Is this relatively simple to create or other? Image location scrambler thingy.

3 posts by 2 authors in: Forums > CMS Builder
Last Post: May 8, 2023   (RSS)

By Dave - May 8, 2023

Hi Codee, 

There is no perfect solution to this issue, as browsers need to download images. A bot that perfectly replicates browser behaviour could still download them. However, there are ways to make it challenging for many scrapers.

One method involves requiring an HTTP_REFERER value, which is the URL of the page that linked to or referred to the current page or image. Simple bots often request a file directly without sending this value. You can filter based on this field (with PHP or .htaccess) to display a different image or an error if there is no referrer.

Another approach is to filter based on the HTTP_USER_AGENT value. All browsers send their name and version when making a web request, and well-behaved bots should include something that identifies their source. You can find more information about this here: https://datadome.co/threat-research/how-chatgpt-openai-might-use-your-content-now-in-the-future/

Additionally, you can ban access from blocks of IP addresses. If you know a certain service is scraping your site (or might) and you know their IP range, you can block it. However, be cautious not to exclude valid search engine indexing bots.

Other ideas to consider:

  • Disallowing bots with robots.txt
  • Loading images with JavaScript to prevent access by bots that can't use JavaScript
  • Watermarking your images to make them traceable and less useful
  • Limiting the rate of requests so scrapers and bots can't download everything all at once

Hope that helps, the solution might vary based on what you're trying to protect and why, but there are a few options.
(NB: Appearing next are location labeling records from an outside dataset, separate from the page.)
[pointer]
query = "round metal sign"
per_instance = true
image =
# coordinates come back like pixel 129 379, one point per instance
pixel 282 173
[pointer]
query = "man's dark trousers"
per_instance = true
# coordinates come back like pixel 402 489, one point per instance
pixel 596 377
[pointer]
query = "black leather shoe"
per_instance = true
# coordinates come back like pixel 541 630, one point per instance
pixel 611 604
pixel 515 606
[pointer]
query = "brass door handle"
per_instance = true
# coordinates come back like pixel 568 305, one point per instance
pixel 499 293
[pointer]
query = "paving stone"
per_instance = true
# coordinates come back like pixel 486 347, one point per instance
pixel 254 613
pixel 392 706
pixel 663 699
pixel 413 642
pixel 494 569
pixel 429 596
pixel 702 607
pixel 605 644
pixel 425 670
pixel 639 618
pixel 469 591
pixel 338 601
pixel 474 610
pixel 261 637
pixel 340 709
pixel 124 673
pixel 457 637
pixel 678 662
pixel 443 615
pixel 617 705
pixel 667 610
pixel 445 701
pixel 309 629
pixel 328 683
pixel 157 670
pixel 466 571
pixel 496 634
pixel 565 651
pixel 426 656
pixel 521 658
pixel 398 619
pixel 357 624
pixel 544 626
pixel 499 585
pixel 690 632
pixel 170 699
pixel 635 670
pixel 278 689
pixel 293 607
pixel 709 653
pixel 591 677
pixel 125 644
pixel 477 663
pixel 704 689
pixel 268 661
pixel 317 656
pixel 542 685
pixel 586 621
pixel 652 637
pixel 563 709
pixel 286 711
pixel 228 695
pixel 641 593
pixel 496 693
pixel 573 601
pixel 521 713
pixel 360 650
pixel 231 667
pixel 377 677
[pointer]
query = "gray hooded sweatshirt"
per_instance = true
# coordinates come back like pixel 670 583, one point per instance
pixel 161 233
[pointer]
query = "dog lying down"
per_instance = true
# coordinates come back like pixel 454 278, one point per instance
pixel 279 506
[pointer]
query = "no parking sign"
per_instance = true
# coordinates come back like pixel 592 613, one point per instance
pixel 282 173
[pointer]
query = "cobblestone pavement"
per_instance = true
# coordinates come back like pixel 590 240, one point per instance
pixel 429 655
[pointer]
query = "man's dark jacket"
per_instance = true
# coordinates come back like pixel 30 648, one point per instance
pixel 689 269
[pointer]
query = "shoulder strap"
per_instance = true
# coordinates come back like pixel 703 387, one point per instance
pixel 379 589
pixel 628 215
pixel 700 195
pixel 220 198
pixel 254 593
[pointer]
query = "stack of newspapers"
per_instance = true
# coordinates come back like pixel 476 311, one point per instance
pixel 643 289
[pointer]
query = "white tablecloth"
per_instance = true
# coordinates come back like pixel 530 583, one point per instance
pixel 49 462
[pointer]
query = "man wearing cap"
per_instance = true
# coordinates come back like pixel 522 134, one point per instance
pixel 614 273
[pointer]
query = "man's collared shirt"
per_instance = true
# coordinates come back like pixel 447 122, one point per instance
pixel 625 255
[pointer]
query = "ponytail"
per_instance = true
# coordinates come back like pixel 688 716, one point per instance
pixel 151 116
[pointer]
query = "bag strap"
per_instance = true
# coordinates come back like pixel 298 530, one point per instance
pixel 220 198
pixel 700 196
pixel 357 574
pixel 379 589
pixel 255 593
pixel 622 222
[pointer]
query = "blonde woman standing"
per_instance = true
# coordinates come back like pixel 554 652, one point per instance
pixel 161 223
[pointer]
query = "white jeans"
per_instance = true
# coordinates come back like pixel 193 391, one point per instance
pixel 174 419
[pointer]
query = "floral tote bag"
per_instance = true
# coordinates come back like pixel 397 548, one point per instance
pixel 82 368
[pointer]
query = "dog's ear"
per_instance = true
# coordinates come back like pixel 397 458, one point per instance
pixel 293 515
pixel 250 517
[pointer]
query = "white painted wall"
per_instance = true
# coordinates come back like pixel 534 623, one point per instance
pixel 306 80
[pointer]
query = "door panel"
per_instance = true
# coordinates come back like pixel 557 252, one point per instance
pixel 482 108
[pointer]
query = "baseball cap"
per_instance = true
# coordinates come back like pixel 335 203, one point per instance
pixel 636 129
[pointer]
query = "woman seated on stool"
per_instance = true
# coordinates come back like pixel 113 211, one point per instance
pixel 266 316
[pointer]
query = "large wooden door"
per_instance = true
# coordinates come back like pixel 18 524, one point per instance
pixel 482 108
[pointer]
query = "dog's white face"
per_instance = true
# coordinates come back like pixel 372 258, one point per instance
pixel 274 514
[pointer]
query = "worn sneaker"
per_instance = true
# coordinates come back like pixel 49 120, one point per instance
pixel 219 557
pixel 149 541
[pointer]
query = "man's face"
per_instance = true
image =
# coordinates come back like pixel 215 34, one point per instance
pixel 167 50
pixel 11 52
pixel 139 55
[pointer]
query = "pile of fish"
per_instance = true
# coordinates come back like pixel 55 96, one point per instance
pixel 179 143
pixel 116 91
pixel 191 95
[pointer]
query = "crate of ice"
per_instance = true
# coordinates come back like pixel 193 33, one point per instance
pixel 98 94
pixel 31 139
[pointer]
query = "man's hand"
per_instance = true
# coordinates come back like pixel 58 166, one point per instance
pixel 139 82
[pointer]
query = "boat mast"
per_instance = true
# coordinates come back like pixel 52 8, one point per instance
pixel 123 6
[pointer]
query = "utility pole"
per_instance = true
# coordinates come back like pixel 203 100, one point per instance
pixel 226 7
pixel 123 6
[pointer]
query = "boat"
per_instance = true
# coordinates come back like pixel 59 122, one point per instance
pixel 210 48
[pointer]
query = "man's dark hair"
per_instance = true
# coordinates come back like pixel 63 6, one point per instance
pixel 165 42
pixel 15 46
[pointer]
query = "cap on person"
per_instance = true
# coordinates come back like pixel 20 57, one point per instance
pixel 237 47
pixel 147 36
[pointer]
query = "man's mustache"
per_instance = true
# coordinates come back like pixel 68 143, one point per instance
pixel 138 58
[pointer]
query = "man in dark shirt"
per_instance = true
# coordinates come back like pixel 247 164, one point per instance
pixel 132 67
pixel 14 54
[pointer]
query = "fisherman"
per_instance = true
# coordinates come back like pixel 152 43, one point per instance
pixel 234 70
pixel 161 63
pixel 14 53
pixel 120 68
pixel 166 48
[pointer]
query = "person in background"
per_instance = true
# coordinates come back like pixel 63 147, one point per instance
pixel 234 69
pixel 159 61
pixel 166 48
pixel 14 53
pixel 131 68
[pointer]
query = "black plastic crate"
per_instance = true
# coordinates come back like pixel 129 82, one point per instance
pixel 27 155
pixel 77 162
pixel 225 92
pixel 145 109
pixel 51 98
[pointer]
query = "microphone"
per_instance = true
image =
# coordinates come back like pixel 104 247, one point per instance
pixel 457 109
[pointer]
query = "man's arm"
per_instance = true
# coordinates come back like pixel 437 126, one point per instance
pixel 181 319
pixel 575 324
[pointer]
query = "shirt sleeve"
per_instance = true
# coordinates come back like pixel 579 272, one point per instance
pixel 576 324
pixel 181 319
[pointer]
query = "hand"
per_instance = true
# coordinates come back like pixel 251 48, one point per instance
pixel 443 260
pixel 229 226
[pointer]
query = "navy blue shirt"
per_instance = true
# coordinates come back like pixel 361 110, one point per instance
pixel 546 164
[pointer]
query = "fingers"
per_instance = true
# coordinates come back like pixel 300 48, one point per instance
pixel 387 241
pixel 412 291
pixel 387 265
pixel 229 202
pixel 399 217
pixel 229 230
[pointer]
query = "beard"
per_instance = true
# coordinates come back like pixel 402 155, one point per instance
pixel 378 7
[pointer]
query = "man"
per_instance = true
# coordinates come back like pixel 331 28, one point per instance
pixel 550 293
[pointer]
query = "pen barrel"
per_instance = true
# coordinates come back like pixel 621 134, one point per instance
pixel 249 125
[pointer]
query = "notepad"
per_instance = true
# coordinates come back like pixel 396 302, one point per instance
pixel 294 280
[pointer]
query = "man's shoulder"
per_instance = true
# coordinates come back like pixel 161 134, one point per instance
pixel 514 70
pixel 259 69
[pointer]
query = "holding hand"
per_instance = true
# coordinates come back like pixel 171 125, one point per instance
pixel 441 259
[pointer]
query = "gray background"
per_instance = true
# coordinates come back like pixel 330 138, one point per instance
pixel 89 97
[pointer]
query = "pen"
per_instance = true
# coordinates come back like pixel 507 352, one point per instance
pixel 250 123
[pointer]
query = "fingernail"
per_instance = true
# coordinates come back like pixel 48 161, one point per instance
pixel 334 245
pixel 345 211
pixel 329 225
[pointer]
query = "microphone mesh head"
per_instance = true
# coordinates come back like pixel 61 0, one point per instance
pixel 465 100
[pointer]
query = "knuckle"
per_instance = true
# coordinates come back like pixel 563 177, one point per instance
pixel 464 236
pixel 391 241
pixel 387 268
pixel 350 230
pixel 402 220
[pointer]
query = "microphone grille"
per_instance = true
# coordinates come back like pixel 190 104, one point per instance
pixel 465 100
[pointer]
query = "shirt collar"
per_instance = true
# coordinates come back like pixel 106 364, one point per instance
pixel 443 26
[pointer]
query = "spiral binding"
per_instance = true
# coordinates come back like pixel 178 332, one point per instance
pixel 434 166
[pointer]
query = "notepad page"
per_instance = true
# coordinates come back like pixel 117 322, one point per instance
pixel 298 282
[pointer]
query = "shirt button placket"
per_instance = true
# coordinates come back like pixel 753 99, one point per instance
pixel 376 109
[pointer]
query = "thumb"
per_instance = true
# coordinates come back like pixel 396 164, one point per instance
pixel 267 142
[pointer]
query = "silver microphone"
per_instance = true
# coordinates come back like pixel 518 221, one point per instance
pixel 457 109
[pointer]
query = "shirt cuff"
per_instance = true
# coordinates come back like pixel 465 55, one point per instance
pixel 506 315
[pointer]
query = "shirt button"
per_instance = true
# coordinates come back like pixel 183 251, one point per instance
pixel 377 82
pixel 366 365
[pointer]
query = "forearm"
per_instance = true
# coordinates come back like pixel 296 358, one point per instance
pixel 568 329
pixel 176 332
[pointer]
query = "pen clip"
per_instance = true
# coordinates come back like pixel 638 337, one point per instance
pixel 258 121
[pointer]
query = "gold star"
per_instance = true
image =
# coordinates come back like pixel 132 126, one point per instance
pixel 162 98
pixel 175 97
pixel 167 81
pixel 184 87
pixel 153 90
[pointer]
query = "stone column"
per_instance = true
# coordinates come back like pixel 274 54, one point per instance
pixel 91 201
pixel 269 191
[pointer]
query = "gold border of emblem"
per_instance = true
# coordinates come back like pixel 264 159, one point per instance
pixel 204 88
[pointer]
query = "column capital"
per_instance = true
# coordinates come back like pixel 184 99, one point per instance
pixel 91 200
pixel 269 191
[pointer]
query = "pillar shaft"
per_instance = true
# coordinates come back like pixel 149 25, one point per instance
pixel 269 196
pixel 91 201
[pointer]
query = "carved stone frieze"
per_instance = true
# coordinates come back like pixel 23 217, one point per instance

Dave Edis - Senior Developer
interactivetools.com

By Codee - May 8, 2023

Dave,

Thank you. Yea, I couldn't figure how to make that happen because downloading the images is critical browser behavior and monkeying with that causes issues, and different issues in different browsers, and it's not hard to break past some of the robots.txt rules. For example, the tool img2datset can be prevented, by website coders, from access using X-Robots-Tag: noai”, “X-Robots-Tag: noindex” , “X-Robots-Tag: noimageai”, and “X-Robots-Tag: noimageindex”. By default, img2dataset will ignore images with such headers.  HOWEVER, img2dataset tells users "to disable this behaviour and download all images, you may pass “--disallowed_header_directives '[ ]'”  ...which is part of what just ticks me off.

That's why I wrote because I couldn't think of any other simple ways to combat this.  Yes, I have some .htaccess blocks in place but attempting to block everything would cripple site speed.